SCOTUS Justice Breyer likes to rely on the laws of other countries
posted at 6:01 pm on September 15, 2015 by Jazz Shaw
This isn’t too disturbing. Nope. Not at all. Everything is just fine here, folks.
Supreme Court Justice Stephen Breyer has a new book out in which he shares some of his many philosophical observations about law and the court. In it, as the latest issue of Time reveals, he concludes that there’s clearly nothing wrong with American courts – including SCOTUS – considering the laws and judicial rulings of other nations. Stop laughing and pointing. I’m serious.
Should the Supreme Court care that other countries have abolished the death penalty?

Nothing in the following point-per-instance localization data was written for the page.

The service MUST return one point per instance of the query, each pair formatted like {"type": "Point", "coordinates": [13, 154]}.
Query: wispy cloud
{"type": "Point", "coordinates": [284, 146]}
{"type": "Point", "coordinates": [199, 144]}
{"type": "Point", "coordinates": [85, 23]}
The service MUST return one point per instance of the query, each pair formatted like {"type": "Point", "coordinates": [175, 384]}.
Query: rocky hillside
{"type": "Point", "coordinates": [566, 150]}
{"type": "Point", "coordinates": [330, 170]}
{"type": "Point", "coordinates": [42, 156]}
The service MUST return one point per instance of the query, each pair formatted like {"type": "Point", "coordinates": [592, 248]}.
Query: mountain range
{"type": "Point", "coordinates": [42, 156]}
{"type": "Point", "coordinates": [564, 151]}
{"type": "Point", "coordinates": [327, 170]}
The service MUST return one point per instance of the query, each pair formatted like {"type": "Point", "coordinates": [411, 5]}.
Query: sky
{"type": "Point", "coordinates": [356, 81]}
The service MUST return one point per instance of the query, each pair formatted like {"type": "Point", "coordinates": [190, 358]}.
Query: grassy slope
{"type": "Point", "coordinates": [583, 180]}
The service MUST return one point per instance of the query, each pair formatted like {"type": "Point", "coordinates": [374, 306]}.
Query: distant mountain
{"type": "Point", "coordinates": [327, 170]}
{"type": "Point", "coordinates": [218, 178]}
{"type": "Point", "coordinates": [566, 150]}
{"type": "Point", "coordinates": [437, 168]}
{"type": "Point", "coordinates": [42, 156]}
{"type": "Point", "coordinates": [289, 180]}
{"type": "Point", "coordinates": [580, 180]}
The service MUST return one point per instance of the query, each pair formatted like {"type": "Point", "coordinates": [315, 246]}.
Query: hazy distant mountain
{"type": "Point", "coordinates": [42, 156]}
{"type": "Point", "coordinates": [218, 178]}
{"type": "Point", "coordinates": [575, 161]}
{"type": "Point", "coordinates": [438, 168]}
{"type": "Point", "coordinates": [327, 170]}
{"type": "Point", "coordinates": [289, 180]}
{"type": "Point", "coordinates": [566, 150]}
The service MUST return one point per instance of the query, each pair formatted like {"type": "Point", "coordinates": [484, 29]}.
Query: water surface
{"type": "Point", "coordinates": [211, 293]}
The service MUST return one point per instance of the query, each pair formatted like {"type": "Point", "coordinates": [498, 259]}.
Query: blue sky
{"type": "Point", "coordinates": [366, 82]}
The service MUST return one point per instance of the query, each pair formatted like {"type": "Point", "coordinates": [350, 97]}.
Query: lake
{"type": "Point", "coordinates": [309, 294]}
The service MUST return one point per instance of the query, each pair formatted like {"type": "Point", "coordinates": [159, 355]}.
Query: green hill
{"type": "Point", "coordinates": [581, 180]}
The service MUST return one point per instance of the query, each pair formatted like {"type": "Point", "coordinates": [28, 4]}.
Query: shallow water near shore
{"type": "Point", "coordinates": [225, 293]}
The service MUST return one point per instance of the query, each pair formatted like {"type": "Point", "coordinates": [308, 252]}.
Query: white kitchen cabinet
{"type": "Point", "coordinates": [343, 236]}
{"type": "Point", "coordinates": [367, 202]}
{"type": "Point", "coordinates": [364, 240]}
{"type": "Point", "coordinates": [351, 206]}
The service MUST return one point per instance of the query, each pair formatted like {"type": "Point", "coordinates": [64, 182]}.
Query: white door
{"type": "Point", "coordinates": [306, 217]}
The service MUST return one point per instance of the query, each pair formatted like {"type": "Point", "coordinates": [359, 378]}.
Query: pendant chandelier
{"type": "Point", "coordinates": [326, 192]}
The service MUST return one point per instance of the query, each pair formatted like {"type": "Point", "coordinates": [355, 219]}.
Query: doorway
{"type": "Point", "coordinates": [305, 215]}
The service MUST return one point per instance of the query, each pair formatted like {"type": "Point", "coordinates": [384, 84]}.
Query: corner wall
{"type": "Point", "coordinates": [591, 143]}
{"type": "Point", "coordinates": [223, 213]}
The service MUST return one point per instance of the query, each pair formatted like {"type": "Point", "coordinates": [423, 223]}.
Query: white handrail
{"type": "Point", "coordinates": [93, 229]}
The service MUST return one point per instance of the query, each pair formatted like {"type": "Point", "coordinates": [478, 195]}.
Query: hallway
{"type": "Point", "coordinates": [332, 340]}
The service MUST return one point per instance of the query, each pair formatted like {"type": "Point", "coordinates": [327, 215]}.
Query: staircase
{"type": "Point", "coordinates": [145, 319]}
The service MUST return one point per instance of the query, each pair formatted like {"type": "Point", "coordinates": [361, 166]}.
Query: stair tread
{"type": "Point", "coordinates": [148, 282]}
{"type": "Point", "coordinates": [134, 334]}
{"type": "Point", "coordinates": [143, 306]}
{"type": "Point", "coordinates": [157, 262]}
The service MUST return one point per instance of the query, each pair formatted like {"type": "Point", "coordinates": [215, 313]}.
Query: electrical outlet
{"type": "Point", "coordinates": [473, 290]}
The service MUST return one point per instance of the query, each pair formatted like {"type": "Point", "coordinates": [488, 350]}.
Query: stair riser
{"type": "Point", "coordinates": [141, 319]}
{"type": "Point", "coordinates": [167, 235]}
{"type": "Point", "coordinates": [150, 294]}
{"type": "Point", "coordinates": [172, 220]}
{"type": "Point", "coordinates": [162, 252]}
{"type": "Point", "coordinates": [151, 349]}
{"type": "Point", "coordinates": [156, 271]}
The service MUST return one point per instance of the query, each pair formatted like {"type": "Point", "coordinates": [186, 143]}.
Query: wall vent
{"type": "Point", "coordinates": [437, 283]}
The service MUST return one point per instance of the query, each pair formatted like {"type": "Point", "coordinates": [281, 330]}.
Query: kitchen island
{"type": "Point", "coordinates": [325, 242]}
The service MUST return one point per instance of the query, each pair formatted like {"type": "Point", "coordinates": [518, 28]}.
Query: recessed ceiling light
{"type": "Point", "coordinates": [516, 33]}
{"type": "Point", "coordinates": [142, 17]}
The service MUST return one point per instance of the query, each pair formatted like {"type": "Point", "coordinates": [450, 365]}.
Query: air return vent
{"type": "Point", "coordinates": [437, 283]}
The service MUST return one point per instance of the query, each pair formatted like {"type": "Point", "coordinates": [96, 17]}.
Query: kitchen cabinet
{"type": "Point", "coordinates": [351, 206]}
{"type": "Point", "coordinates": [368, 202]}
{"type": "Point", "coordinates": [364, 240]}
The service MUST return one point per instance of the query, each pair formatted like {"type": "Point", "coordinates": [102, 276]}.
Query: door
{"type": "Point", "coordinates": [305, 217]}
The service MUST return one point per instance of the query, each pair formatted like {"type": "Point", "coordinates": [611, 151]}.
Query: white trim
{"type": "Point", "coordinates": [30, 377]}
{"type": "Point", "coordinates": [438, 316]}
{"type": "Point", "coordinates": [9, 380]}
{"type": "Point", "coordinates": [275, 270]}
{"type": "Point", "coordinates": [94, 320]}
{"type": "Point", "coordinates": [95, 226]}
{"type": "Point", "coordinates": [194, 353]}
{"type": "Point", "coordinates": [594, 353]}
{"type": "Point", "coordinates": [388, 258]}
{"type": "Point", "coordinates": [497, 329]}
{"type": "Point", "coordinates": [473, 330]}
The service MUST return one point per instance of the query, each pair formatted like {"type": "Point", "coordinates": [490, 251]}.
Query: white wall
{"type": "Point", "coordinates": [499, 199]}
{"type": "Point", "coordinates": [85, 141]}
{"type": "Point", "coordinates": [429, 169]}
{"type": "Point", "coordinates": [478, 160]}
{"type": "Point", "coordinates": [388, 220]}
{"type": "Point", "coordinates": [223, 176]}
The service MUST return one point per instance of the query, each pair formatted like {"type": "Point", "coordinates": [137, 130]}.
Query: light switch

That looming question animates Justice Stephen Breyer’s “The Court and the World,” a brisk but academic book that argues that it is relevant for the nation’s top judges to consider what other countries’ legal systems have decided when faced with difficult issues.
“If someone with a job roughly like my own, facing a legal problem roughly like the one confronting me, interpreting a document that resembles the one I look to, has written a legal opinion about a similar matter, why not read what that judge has said?” writes Breyer, who was appointed by President Clinton in 1994. “I might learn from it, whether or not I end up agreeing with it.”
Why not read what the other judge has said? Well, for one thing, the other judge isn’t working off of the United States Constitution. I can see how judges in some other countries might have “a job like yours” and I’m sure some of them wrestle with the same type of problems on occasion. But how many of them actually have a constitution that’s substantially the same as ours? And even if you found one that was really, really close, it still wouldn’t be close enough. You swore to uphold our constitution, not some reasonable facsimile thereof.
Even if the issue before them was precisely the same, you serve the people of the United States of America. Each country has their own sensibilities and tendencies just as we have ours. These are our courts and I’m not sure how that could be in any way unclear. We’re not talking about referencing ancient documents which the founders admittedly looked to when drafting our own bedrock documents here. You’re pinging off a topic which is up for debate here and now in the modern world. Whether France, Germany or Russia have done away with the death penalty has nothing to do with what the citizens of our nation decide to do.
Of course, this isn’t something new. I enjoyed the reference to a bit of congressional history in the article which reminds us that back in 2004 there were a number of members of Congress talking about the possibility of impeaching justices who do this, and Breyer was on the list even then. (NBC News)
While Feeney and Goodlatte, who are members of the House Judiciary Committee, can’t summon the justices before them to defend their use of foreign precedents, they hope to fire a rhetorical shot across the bow of jurists who increasingly look to foreign legal trends, especially in death penalty and gay rights cases.
Feeney even used the “I” word, impeachment, in an interview with MSNBC.com in his House office Wednesday.
“This resolution advises the courts that it is improper for them to substitute foreign law for American law or the American Constitution,” Feeney said. “To the extent they deliberately ignore Congress’ admonishment, they are no longer engaging in ‘good behavior’ in the meaning of the Constitution and they may subject themselves to the ultimate remedy, which would be impeachment.”
And who were the justices who were under discussion for citing foreign law in their rulings back then? John Paul Stevens, Stephen Breyer, and Anthony Kennedy. The problem is that there doesn’t seem to be any remedy for such a problem (when taken to the extreme) except for impeachment. The court is a co-equal branch. Congress can’t drag them in to chastise them or pass laws telling them how to rule. It’s either leave them to their devices or impeach them, really. Sure, you can pass a resolution of disapproval or some such measure, but it carries no weight.
I don’t know how much time Breyer has left to him, but he might want to consider early retirement.